The proportion of Purkinje cells innervated by multiple CFs is greater in the sulcus subdivision than the bank subdivision in the cerebellar vermis. Percentage of Purkinje cells showing number of discrete steps of CF-PC EPSC in bank (closed column) and in sulcus (open column) in the cerebellar vermis. Data in A and B were obtained from parasagittal slices of juvenile mice (P18-25; 123 cells from 21 animals) and adult mice (P60-83; 115 cells from 19 animals), respectively. Numbers above the bars indicate percentage of Purkinje cells showing multiple CF innervation.

Figure 3.

Amplitude, paired-pulse depression, and kinetics of CF EPSCs are not different between bank and sulcus Purkinje cells.

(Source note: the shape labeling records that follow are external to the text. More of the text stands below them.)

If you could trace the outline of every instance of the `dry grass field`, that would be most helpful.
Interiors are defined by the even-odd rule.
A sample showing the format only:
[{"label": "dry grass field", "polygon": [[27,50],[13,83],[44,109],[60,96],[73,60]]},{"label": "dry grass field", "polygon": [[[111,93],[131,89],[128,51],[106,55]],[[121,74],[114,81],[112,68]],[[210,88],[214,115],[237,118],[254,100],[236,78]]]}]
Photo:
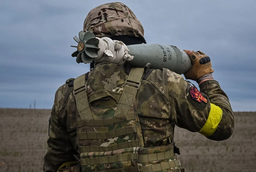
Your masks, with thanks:
[{"label": "dry grass field", "polygon": [[[186,172],[256,171],[256,112],[235,113],[235,131],[227,140],[176,129]],[[0,172],[43,171],[50,114],[49,110],[0,108]]]}]

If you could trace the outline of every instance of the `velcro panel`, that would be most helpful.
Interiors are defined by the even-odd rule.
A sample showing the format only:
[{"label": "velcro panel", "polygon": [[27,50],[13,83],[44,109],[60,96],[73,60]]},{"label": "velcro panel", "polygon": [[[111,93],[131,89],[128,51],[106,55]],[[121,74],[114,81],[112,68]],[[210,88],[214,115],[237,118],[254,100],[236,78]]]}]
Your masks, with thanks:
[{"label": "velcro panel", "polygon": [[114,123],[115,123],[124,121],[124,116],[123,114],[120,115],[114,116],[113,118],[114,118]]},{"label": "velcro panel", "polygon": [[137,133],[137,129],[136,126],[132,126],[125,128],[126,133],[127,134],[132,133]]},{"label": "velcro panel", "polygon": [[163,160],[165,159],[165,157],[164,157],[164,152],[160,152],[160,153],[157,153],[157,160]]},{"label": "velcro panel", "polygon": [[114,163],[120,162],[119,160],[121,159],[123,160],[122,161],[136,160],[137,154],[136,153],[133,153],[126,154],[126,155],[121,154],[92,158],[82,158],[81,164],[82,166],[84,166]]},{"label": "velcro panel", "polygon": [[100,151],[100,147],[97,146],[90,146],[89,147],[90,150],[87,152],[93,152]]},{"label": "velcro panel", "polygon": [[94,120],[93,119],[85,119],[84,124],[87,126],[95,126]]},{"label": "velcro panel", "polygon": [[179,164],[178,161],[175,160],[169,162],[164,162],[159,164],[151,164],[148,166],[140,167],[139,168],[141,171],[147,172],[155,172],[161,170],[170,169],[175,167],[178,167],[180,165],[176,165],[175,164]]},{"label": "velcro panel", "polygon": [[174,156],[173,149],[164,152],[138,155],[138,162],[140,163],[168,159]]},{"label": "velcro panel", "polygon": [[97,133],[97,138],[98,139],[107,139],[107,133]]},{"label": "velcro panel", "polygon": [[135,114],[134,113],[127,113],[124,116],[124,119],[126,121],[135,120]]},{"label": "velcro panel", "polygon": [[[81,152],[82,152],[86,153],[97,152],[108,152],[109,151],[114,151],[118,150],[123,148],[124,147],[127,146],[127,143],[128,147],[137,147],[140,146],[139,144],[139,140],[133,140],[124,143],[125,143],[124,144],[124,143],[122,143],[117,144],[114,145],[106,147],[97,146],[81,146],[80,148]],[[127,148],[127,147],[126,147]],[[147,154],[139,156],[140,156],[140,157],[141,157],[141,156],[146,156],[147,157],[147,161],[144,161],[141,160],[140,161],[140,162],[148,161],[148,160],[147,159]]]},{"label": "velcro panel", "polygon": [[[97,171],[95,172],[100,172]],[[118,169],[110,169],[100,171],[100,172],[139,172],[139,168],[137,167],[132,167],[119,168]]]},{"label": "velcro panel", "polygon": [[157,159],[156,154],[148,154],[148,156],[149,161],[156,161]]},{"label": "velcro panel", "polygon": [[90,165],[95,165],[99,164],[99,158],[90,158]]},{"label": "velcro panel", "polygon": [[128,146],[129,147],[140,147],[139,144],[139,140],[136,140],[131,141],[128,141]]},{"label": "velcro panel", "polygon": [[87,139],[88,138],[87,137],[87,133],[78,133],[78,137],[79,140],[82,139]]},{"label": "velcro panel", "polygon": [[[108,161],[109,163],[114,163],[118,162],[118,157],[119,155],[110,156],[108,157]],[[127,161],[127,160],[125,160]]]},{"label": "velcro panel", "polygon": [[87,126],[106,126],[125,121],[135,120],[134,113],[119,115],[105,119],[84,119],[77,121],[78,127]]},{"label": "velcro panel", "polygon": [[90,150],[90,147],[89,146],[81,146],[80,147],[81,149],[81,152],[89,152]]},{"label": "velcro panel", "polygon": [[85,125],[84,120],[82,119],[77,121],[77,126],[78,126],[78,127],[84,126],[85,126]]},{"label": "velcro panel", "polygon": [[105,124],[105,126],[111,125],[111,124],[114,124],[114,120],[113,119],[113,117],[105,118],[103,120],[104,121],[104,124]]},{"label": "velcro panel", "polygon": [[87,137],[88,139],[97,139],[97,134],[96,133],[87,133]]},{"label": "velcro panel", "polygon": [[94,124],[95,126],[104,126],[104,120],[103,119],[94,119]]},{"label": "velcro panel", "polygon": [[152,171],[157,171],[159,170],[163,169],[161,167],[161,165],[160,164],[154,164],[151,166],[152,168]]},{"label": "velcro panel", "polygon": [[120,149],[124,149],[126,147],[128,147],[128,143],[127,142],[124,142],[118,144],[118,147]]},{"label": "velcro panel", "polygon": [[115,131],[107,132],[106,134],[107,134],[107,137],[108,139],[111,139],[116,137]]},{"label": "velcro panel", "polygon": [[119,130],[116,130],[116,134],[117,136],[122,136],[126,134],[125,128],[124,128]]}]

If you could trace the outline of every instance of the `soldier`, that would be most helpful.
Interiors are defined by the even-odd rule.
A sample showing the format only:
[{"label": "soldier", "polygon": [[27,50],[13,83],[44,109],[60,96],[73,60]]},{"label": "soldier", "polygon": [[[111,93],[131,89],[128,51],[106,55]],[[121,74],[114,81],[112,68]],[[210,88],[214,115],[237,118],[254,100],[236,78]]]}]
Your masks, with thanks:
[{"label": "soldier", "polygon": [[[90,11],[84,25],[99,38],[146,43],[131,10],[114,3]],[[181,75],[163,68],[99,63],[58,89],[49,124],[44,170],[182,171],[175,155],[175,125],[215,140],[234,130],[228,99],[212,77],[210,58],[184,50],[192,66]]]}]

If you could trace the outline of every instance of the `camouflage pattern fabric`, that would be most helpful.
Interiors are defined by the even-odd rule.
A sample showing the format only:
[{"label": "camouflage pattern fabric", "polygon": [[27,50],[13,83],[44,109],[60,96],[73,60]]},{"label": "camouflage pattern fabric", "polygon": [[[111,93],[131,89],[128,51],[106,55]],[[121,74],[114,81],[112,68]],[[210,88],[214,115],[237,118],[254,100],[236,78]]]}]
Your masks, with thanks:
[{"label": "camouflage pattern fabric", "polygon": [[128,35],[144,40],[140,20],[128,7],[119,2],[105,4],[92,10],[84,23],[83,31],[88,31],[100,38]]},{"label": "camouflage pattern fabric", "polygon": [[[122,92],[127,75],[125,64],[99,64],[89,73],[87,81],[88,96],[104,90]],[[146,148],[168,145],[166,139],[174,141],[173,124],[192,132],[198,132],[205,123],[211,103],[223,111],[222,118],[214,133],[207,138],[214,140],[227,139],[234,127],[233,111],[228,98],[215,80],[204,82],[200,91],[208,101],[192,103],[189,97],[191,85],[181,75],[166,69],[154,70],[142,80],[133,108],[137,111]],[[63,163],[80,159],[80,153],[76,132],[76,116],[78,115],[73,87],[65,84],[57,90],[51,114],[48,152],[44,158],[44,170],[55,172]],[[116,107],[110,106],[113,99],[106,97],[90,104],[93,114],[111,117]],[[195,101],[194,101],[196,102]],[[86,145],[88,144],[83,144]],[[150,151],[149,150],[148,151]],[[150,150],[150,151],[154,151]],[[171,162],[178,162],[176,156]],[[148,165],[153,165],[148,162]],[[178,162],[177,162],[179,164]],[[142,164],[142,166],[147,164]],[[180,171],[180,166],[162,171]]]}]

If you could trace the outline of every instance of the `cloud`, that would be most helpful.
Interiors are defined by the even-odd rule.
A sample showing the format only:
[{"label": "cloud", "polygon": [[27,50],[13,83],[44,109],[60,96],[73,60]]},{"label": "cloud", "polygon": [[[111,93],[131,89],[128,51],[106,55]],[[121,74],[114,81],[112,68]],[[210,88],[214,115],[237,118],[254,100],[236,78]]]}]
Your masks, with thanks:
[{"label": "cloud", "polygon": [[[256,110],[256,2],[121,1],[143,25],[148,43],[200,50],[236,110]],[[86,15],[105,1],[5,1],[0,6],[0,107],[51,108],[67,79],[89,70],[71,57]],[[237,106],[238,104],[240,106]]]}]

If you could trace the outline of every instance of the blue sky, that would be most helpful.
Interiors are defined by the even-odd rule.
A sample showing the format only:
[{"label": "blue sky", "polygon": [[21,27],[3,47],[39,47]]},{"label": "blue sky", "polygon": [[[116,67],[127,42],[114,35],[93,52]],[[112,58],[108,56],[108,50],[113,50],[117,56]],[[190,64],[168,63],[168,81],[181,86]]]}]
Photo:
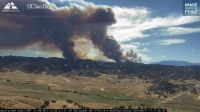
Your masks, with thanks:
[{"label": "blue sky", "polygon": [[[200,63],[200,17],[183,16],[182,0],[43,0],[57,7],[88,5],[110,7],[116,24],[109,26],[123,50],[133,49],[144,63],[182,60]],[[3,53],[3,52],[1,52]],[[27,49],[5,54],[58,56],[59,53]]]},{"label": "blue sky", "polygon": [[[114,25],[113,30],[124,34],[120,35],[115,31],[112,34],[122,46],[126,46],[125,48],[134,48],[142,56],[143,62],[162,60],[200,62],[200,17],[183,16],[182,0],[90,0],[88,2],[111,6],[114,11],[116,10],[119,24]],[[123,29],[124,27],[127,28]]]}]

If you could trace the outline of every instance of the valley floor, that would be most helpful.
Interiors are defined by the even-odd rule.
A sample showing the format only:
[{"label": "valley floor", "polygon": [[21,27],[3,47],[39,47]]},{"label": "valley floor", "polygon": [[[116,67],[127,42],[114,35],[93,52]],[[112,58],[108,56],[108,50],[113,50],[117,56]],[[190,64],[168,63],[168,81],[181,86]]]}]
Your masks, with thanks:
[{"label": "valley floor", "polygon": [[[173,81],[182,84],[182,81]],[[160,96],[152,80],[0,72],[0,108],[167,108],[169,112],[200,111],[200,96],[189,90]],[[197,80],[184,84],[199,86]]]}]

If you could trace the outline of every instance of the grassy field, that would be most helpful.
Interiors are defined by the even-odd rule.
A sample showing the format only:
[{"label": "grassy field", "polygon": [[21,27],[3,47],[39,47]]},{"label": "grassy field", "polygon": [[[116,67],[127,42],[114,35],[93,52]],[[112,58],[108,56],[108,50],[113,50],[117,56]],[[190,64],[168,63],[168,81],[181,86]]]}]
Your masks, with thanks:
[{"label": "grassy field", "polygon": [[[191,83],[191,81],[190,81]],[[102,74],[99,77],[0,73],[0,108],[168,108],[172,112],[200,111],[200,100],[186,92],[173,100],[145,94],[153,83]],[[168,95],[168,98],[172,96]]]}]

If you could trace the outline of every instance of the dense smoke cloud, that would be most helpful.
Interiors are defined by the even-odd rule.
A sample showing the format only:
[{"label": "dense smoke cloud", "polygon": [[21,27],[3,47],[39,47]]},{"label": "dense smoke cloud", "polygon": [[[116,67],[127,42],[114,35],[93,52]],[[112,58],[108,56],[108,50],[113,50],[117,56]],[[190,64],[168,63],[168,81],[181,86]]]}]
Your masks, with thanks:
[{"label": "dense smoke cloud", "polygon": [[[9,0],[0,1],[0,9]],[[122,53],[116,40],[107,35],[107,26],[116,22],[110,8],[87,6],[63,9],[27,9],[28,3],[43,4],[35,0],[15,1],[20,12],[0,14],[0,49],[20,49],[40,43],[41,49],[54,46],[66,59],[80,58],[74,51],[74,40],[86,38],[103,54],[120,61]]]}]

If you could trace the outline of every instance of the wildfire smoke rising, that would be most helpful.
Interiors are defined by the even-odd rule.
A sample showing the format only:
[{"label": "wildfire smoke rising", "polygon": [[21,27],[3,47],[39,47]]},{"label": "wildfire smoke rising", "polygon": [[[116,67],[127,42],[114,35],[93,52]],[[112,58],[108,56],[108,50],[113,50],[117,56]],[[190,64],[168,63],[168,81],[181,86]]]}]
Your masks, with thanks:
[{"label": "wildfire smoke rising", "polygon": [[[1,0],[0,8],[9,0]],[[40,43],[41,49],[60,49],[66,59],[77,59],[75,40],[85,38],[104,56],[115,61],[122,59],[119,44],[107,35],[107,27],[116,22],[110,8],[87,6],[63,9],[30,10],[28,3],[42,4],[42,1],[18,0],[20,14],[0,14],[0,49],[24,49]],[[53,50],[53,49],[52,49]]]}]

A, Representative traces showing single and double CF innervation recorded from Purkinje cells in bank and in sulcus in the cerebellar vermis of adult mice. Several traces at subthreshold and suprathreshold stimulus intensity are superimposed. B, Electrophysiological parameters of the CF EPSP in bank (closed circle; n = 38 for single innervation and n = 6 for double innervation) and in sulcus (open circle; n = 35 for single innervation and n = 12 for double innervation). Measurements for double-innervated cells were made using the lower threshold CF response. Averaged holding potential was -17.0 ± 3.1 mV in bank and -17.2 ± 3.1 mV in sulcus (mean ± SD). Data in the figure are represented as the mean ± SD.

Figure 4.

Difference in CF innervation pattern between bank and sulcus. CFs were labeled with dextran-conjugated green fluorescent tracer injected into the inferior olive in rats. Purkinje cells innervated by the labeled CFs were identified in living brain slices using a microscope equipped with both fluorescence and infrared gradient contrast optics and then labeled with a red fluorescent dye via a patch pipette. Projected confocal stacks show that CFs in sulcus (B, D) are restricted to more proximal portions of the dendritic tree of the target Purkinje cells than those in bank (A, C). Note that the relatively thick secondary dendritic branches of target Purkinje cells were not innervated by the CF in B. White dotted lines indicate the pial surface. Scale bar, 100 μm.

Figure 6.

Although the population of CFs is significantly more restricted to proximal portions of the molecular layer in sulcus than in bank, a small number of atypical fibers are in both regions. Examples of some atypical CF innervation patterns are shown. A, CF in bank fails to innervate superficial molecular layer. B, CF in sulcus innervates superficial molecular layer. Scale bar, 100 μm. C, Histogram showing the number of CFs as a function of degree of CF innervation in the first segment.

Figure 7.

Multiple innervation is similar in bank and sulcus subdivisions of the cerebellar hemispheres. Percentage of Purkinje cells showing number of discrete steps of CF-PC EPSC in bank (closed column) and in sulcus (open column) in the cerebellar hemispheres. Data shown in A-C were obtained from P18-25 sagittal slices (61 cells from 15 animals), P72-83 sagittal slices (59 cells from 15 animals), and P19-25 coronal slices (44 cells from 8 animals) of mouse cerebellar hemisphere, respectively. Numbers above the bars indicate percentage of Purkinje cells showing multiple CF innervation.